El gol no había dado temple al Tenerife, sino un descontrol sobre el césped que mantenía con alas a un Osasuna Promesas que creía en el empate. Para mayor muestra, una jugada: David se lesionaba y tuvo que mantenerse en el campo hasta el cambio, pero lejos de tirarla fuera, el equipo blanquiazul aguantó la posesión y, en una mala entrega de León al propio David, generó una ocasión de la nada para los navarros, que el propio canterano palió cruzándose en un sobreesfuerzo para evitar la tragedia.

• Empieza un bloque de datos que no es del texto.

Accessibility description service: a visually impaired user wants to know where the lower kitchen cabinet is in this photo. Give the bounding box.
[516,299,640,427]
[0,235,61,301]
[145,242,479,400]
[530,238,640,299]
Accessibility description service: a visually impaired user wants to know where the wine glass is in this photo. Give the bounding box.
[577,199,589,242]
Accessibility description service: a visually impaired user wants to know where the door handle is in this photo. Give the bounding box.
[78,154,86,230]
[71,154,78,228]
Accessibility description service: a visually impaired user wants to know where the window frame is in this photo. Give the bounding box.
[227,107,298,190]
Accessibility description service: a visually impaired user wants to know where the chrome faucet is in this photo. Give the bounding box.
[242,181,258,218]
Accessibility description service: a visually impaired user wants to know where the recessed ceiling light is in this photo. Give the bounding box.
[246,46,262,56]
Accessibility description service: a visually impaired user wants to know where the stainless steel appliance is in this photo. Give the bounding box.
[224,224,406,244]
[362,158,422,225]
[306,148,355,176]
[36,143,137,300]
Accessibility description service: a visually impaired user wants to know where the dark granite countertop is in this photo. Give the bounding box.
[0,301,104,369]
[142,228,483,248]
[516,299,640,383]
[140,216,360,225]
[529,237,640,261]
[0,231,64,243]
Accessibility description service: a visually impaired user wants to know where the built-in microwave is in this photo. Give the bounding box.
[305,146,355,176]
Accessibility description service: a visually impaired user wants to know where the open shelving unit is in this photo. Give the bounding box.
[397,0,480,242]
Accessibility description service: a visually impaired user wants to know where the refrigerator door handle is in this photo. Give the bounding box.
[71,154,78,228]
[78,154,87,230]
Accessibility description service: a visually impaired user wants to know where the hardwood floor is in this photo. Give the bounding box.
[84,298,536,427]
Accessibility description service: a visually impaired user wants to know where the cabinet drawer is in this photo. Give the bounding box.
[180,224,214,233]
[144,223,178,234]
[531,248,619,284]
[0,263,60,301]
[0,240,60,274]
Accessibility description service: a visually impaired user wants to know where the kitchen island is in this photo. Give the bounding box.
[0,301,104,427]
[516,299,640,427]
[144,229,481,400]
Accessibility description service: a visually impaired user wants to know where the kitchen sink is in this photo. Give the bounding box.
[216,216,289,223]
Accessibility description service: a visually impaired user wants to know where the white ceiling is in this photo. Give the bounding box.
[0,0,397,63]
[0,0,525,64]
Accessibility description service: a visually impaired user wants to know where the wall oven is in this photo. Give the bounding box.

Fue su último servicio a la causa, en un derroche de compromiso del lateral.
Con los rojillos ganando terreno y presencia, Cervera agitó de nuevo el avispero para retornar al 4-4-2: metía velocidad con Alassan -que pasaba a jugar por dentro- y sacrificaba la mediapunta, con la salida de Fabricio.
No cambió el guion. El Tenerife adolecía de aplomo y oficio, transmitiendo esa inseguridad a su rival. El terror en el cuerpo volvió en el 90′, con un centro al segundo palo donde apareció Yoldi para ganar el duelo aéreo en el área chica, pero cuyo cabezazo se iba por fortuna desviado cuando lo tenía todo a favor para igualarlo.
Con seis de tiempo extra, el Tenerife trató de sacudirse la presión de su contrincante guardando la pelota, con posesiones más largas. Pero en otro error infame, Lumbreras se plantó en el área e hizo un favor al líder, definiendo con el exterior para mandarla fuera. El runrún hizo acto de presencia entre los más de 12.200 aficionados. Lo más importante, el factor resultadista: tres puntos de oro y un paso más cerca del retorno hacia la Segunda División.
FICHA TÉCNICA
CD Tenerife (1): Dani Martín; César, Landázuri, León, David (Yaakobishvili, 77’); Juanjo Sánchez, Fabricio (Alassan, 84’), Cris Montes (Ulloa, 64’), Noel López (Balde J., 64’); Gastón y Gallego (Chapela, 64’)
Entrenador: Álvaro Cervera.
Osasuna Promesas (0): Rafa Fernández; Mikel Ansó (Kepa, 53’), Álex Jiménez, Unai Santos (Pedro Arena, 74’), Raúl Chasco; Ibai Arrasate, Mauro Echegoyen, Manu Rico, Miguel Auría; Ander Yoldi y Dani González (Lumbreras, 74’).
Entrenador: Santi Castillejo.
Goles: 1-0, Gastón tras robar en área rival y cuyo pase de la muerte fue introducido en propia portería por Arrasate (50’).
Árbitro: David Cambronero (Comité castellano-manchego), asistido desde las bandas por Pedro Javier López y Max Van Esso. Cuarto árbitro: Cándido Jesús Rodríguez. Oficial informador: Alexander González. Amonestó en los locales a Gastón y César; y en los visitantes a Mauro Echegoyen, Santos y Auría.
Incidencias: Encuentro correspondiente a la 29ª jornada del grupo I de Primera RFEF, disputado en el Heliodoro Rodríguez López ante 12.288 espectadores. El Tenerife vistió con camiseta y medias blancas, así como pantalón azul. El Osasuna Promesas, completamente de rojo. Antes del comienzo del partido se guardó un minuto de silencio, en memoria de Laurentino Hernández Hernández, abonado del CD Tenerife.